New EU rules due to come into effect this day week (July 1) will effectively require
that cattle for export must have been resident on the "farms of origin" for at
least 30 days.
This means that those dealers who buy cattle at marts and sustain the weanling trade
will have to keep these cattle for 30 days on their own farms and also re-test them, so
that they can prove that the export tests were carried out on the farms of origin.
Many dealers will be unwilling to do this because of the extra expense involved and for
fear of being locked up as a result of buying in infection.
This will force more suckler farmers to try and sell their weanlings directly off their
farms to dealers and shippers. However the new rules will require farmers selling directly
to dealer/exporters to have a 30-day pre-movement test carried out on their own farms
prior to export.
Marts will lose heavily under the new arrangements. Even weanlings sold at marts with
an export test will require further testing.
The news comes as the new Spanish SRM rules on beef imports begin to affect the
weanling trade here. Demand for weanlings has slowed up in recent weeks and only calves
have been shipped over the past fortnight.
Following last year's substantially increased weanling exports to the continent it was
being predicted earlier this year that 1999 exports could exceed 200,000.

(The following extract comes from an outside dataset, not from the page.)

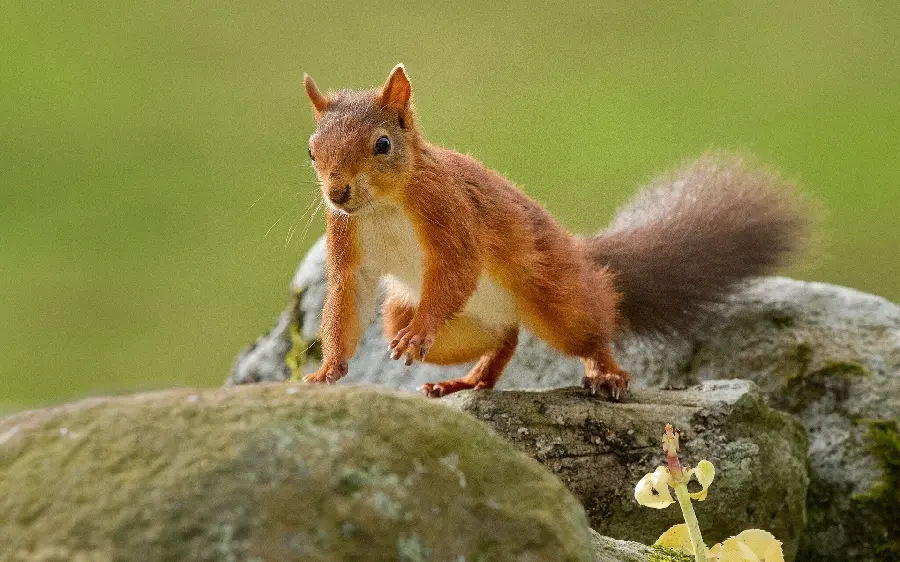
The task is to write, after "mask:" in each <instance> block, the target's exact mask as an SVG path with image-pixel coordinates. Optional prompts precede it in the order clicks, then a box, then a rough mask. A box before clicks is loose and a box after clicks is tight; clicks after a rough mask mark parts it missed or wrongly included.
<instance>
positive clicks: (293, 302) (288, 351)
mask: <svg viewBox="0 0 900 562" xmlns="http://www.w3.org/2000/svg"><path fill="white" fill-rule="evenodd" d="M302 298H303V291H298V292H296V293H294V295H293V296H292V297H291V323H290V325H289V330H290V335H291V349H290V351H288V352H287V355H286V356H285V358H284V362H285V364H286V365H287V366H288V368H289V369H290V370H291V380H293V381H299V380H300V379H302V378H303V375H304V374H305V373H304V369H305V368H306V364H307V363H309V362H311V361H312V362H321V361H322V341H321V340H320V339H318V338H316V339H314V340H312V341H308V340H306V339H305V338H304V337H303V328H302V326H301V325H300V324H301V322H302V320H303V318H302V312H301V310H300V300H301V299H302Z"/></svg>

It emerged this week that the new EU regulations were published almost a year ago in
the Official EU Journal as an amendment to the Health Certificate for live cattle exports
to the EU. However the Department of Agriculture did not inform exporters or farm
organisations about the implications of the new rules until this week.

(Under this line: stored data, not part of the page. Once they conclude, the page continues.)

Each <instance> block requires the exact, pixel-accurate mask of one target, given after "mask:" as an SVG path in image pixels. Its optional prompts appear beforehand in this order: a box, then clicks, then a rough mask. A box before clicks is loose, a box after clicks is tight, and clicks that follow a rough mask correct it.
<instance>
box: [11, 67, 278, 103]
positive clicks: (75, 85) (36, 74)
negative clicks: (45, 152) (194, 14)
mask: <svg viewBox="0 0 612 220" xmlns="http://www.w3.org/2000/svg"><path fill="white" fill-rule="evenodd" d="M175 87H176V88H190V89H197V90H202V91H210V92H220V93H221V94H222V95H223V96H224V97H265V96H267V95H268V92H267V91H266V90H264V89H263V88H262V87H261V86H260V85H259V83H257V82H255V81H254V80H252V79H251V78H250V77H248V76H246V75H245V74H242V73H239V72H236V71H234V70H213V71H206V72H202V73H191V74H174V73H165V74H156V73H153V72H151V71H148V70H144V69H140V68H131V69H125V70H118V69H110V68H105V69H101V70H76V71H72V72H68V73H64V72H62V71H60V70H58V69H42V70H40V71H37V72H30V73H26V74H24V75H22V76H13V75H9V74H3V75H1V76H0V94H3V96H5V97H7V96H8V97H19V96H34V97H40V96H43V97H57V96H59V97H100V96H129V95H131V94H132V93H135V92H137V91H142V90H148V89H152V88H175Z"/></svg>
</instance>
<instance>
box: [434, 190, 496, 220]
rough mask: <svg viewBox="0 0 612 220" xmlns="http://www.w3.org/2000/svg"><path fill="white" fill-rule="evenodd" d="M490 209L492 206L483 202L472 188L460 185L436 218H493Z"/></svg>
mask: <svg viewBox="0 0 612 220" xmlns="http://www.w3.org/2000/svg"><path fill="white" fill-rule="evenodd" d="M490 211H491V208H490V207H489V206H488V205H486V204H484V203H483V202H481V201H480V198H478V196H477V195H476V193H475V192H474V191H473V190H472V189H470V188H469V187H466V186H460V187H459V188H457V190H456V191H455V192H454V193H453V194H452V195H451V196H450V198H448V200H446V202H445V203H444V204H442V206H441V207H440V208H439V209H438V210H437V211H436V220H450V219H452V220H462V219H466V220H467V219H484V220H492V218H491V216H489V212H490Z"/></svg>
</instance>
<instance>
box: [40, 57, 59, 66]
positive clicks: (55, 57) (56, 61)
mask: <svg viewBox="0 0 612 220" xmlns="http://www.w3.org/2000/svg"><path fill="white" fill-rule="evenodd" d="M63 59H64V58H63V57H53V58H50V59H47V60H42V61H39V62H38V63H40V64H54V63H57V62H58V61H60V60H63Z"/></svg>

The chairman of the IFA's animal health committee Liam Egan said this week that he
found the Department's attitude "astonishing and bizarre". "It's almost
unbelievable," he said. "They have known about this regulation since it appeared
as a footnote to the Animal Health Certificate in the EU's Journal on July 15, 1998 and
haven't bothered to tell anybody about it until this week when it's upon us."
The Co. Offaly farmer described the new requirement as a "pre-movement test"
through the backdoor.
"It is unacceptable that the Department should be trying to impose a pre-movement
test without consultation. They have not discussed the new requirement with us at
all.," he said.
The IFA has sought an urgent meeting with senior Department officials to try and work
out more practical arrangements for the autumn export trade.
"Commonsense must prevail even in the Department," Liam Egan said.